Mechanism: Damaged mitochondria in aged cardiac progenitor cells release exosomes with mtDNA, activating cGAS-STING in neighboring cells to spread senescence. Readout: Readout: Inhibiting mitochondrial fission with Mdivi-1 reduces exosome release, lowers cGAS-STING activity, and increases cardiomyogenic potential by +75%.
Hypothesis
Aged c-Kit+ cardiac progenitor cells (CPCs) release mitochondria-derived exosomes that carry damaged mtDNA and oxidative stress signals. These exosomes are taken up by neighboring quiescent c-Kit+ CPCs, activating the cytosolic DNA-sensing cGAS-STING pathway and driving a secondary wave of senescence that exceeds the burden explained by telomere attrition or ROS alone.
Mechanistic Rationale
- Senescent CPCs exhibit mitochondrial dysfunction and increased PANoptosis, which promotes the shedding of mitochondria‑laden exosomes (3).
- Exosomal mtDNA, when sensed by cGAS in recipient cells, triggers STING‑dependent IFN‑β production and NF‑κB activation, amplifying SASP secretion (6).
- This paracrine loop creates a feed‑forward circuit where even CPCs with intact telomeres acquire senescence markers (p16INK4A, SA‑β‑gal) and lose cardiomyogenic potential.
- Inhibiting mitochondrial fission (e.g., with Mdivi‑1) should reduce exosome biogenesis, thereby breaking the loop and preserving the quiescent reservoir.
Testable Predictions
- Exosome isolation from senescent CPC cultures will contain higher mtDNA copy number and 8‑oxoguanine lesions compared with exosomes from young CPCs.
- In vitro uptake of these exosomes by quiescent c-Kit+ CPCs will increase cGAS phosphorylation, STING translocation, and SASP expression (IL‑6, MMP‑9) within 6 h.
- Pharmacological blockade of mitochondrial fission (Mdivi‑1) or genetic knockdown of DRP1 in aged mouse hearts will decrease exosome release, lower cGAS‑STING activity in c-Kit+ cells, and improve cardiomyogenic potential after MI.

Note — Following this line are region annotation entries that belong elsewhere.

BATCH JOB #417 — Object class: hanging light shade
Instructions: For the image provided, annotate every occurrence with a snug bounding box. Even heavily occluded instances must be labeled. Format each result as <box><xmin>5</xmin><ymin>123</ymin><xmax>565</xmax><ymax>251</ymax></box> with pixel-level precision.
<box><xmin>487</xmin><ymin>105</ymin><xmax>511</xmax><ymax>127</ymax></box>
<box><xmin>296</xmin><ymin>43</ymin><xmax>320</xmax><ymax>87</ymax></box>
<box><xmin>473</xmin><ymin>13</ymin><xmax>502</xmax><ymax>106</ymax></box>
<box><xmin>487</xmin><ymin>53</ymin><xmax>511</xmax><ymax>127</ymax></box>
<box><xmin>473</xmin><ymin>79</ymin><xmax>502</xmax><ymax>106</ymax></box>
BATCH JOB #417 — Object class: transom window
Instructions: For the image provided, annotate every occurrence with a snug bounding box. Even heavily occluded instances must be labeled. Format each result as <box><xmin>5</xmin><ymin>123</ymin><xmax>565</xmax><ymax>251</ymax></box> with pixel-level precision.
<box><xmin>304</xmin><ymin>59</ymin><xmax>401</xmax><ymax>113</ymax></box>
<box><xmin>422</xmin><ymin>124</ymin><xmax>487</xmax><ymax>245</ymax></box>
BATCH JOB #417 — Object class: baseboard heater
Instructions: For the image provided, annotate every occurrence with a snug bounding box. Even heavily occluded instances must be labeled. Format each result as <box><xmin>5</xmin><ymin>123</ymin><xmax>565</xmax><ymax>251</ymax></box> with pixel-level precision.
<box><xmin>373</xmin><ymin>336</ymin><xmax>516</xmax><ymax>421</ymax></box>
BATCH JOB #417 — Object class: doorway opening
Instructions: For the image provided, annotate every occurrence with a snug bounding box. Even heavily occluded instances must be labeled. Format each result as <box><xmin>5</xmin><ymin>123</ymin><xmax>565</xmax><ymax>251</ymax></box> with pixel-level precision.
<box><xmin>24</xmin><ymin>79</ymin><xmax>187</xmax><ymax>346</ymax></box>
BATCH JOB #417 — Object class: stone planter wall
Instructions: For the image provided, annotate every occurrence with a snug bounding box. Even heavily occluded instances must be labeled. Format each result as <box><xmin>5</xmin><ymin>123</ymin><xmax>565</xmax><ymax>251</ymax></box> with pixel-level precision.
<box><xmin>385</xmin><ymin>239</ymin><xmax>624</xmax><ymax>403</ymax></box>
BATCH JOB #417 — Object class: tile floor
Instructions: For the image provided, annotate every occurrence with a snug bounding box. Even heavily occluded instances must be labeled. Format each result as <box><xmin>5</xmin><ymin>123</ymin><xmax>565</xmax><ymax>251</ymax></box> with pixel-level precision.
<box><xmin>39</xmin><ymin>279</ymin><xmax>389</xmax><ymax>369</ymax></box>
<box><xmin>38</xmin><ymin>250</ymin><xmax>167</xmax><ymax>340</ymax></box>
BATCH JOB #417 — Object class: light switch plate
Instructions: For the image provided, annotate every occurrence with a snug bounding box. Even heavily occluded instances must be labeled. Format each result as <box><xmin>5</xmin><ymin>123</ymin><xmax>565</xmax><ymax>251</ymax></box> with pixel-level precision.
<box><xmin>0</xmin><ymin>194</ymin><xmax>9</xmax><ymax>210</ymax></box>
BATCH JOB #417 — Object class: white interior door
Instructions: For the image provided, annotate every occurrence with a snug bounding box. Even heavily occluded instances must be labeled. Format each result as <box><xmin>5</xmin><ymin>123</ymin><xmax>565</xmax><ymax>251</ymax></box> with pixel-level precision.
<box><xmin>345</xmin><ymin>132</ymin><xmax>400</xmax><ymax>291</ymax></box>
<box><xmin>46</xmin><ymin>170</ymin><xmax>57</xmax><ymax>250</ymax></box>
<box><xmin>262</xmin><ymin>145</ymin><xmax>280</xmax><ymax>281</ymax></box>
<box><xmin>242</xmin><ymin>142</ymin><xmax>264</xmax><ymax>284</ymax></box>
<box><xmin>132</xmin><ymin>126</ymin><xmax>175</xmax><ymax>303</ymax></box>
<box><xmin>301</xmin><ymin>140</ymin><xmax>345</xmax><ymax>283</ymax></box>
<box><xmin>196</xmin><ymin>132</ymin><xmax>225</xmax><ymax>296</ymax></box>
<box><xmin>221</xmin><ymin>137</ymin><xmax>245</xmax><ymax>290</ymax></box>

- Rescue experiment: Adding purified exosomes from senescent CPCs to young CPC cultures will recapitulate senescence phenotypes, an effect abolished by pre‑treating exosomes with DNase I or using cGAS‑KO recipient cells.
Experimental Approach
- Isolation & characterization: Harvest CPCs from young (3 mo) and aged (24 mo) mice, induce senescence with doxorubicin, isolate exosomes via ultracentrifugation, quantify mtDNA (qPCR) and oxidative lesions (ELISA for 8‑oxo‑dG).
- Functional assays: Label exosomes with PKH67, co‑culture with GFP‑labelled quiescent CPCs, measure cGAS‑STING activation (Western blot for p‑TBK1, p‑IRF3) and SASP (multiplex cytokine array). Assess cardiomyogenic differentiation (α‑actinin+, troponin T+) after 7 days.
- In vivo validation: Treat aged mice with Mdivi‑1 (50 mg/kg/day, i.p.) for 2 weeks post‑MI, assess exosome plasma levels (NTA), cGAS‑STING signaling in sorted c‑Kit+ cells (flow cytometry), fibrosis (Masson’s trichrome), and ejection fraction (echocardiography).
- Controls: Use cGAS‑KO bone‑marrow chimeric mice, exosome‑depleted supernatants, and DNase‑I‑treated exosomes to confirm mtDNA specificity.
Potential Impact
If validated, this hypothesis would reveal a transmissible senescence mechanism that operates independently of telomere shortening, offering a new therapeutic angle: targeting mitochondrial exosome biogenesis or the cGAS‑STING axis to protect the endogenous c‑Kit+ reservoir. It also explains why senolytics alone may not fully restore regeneration in aged hearts—they remove the source but do not block the exosome‑mediated propagation of damage to surviving progenitors.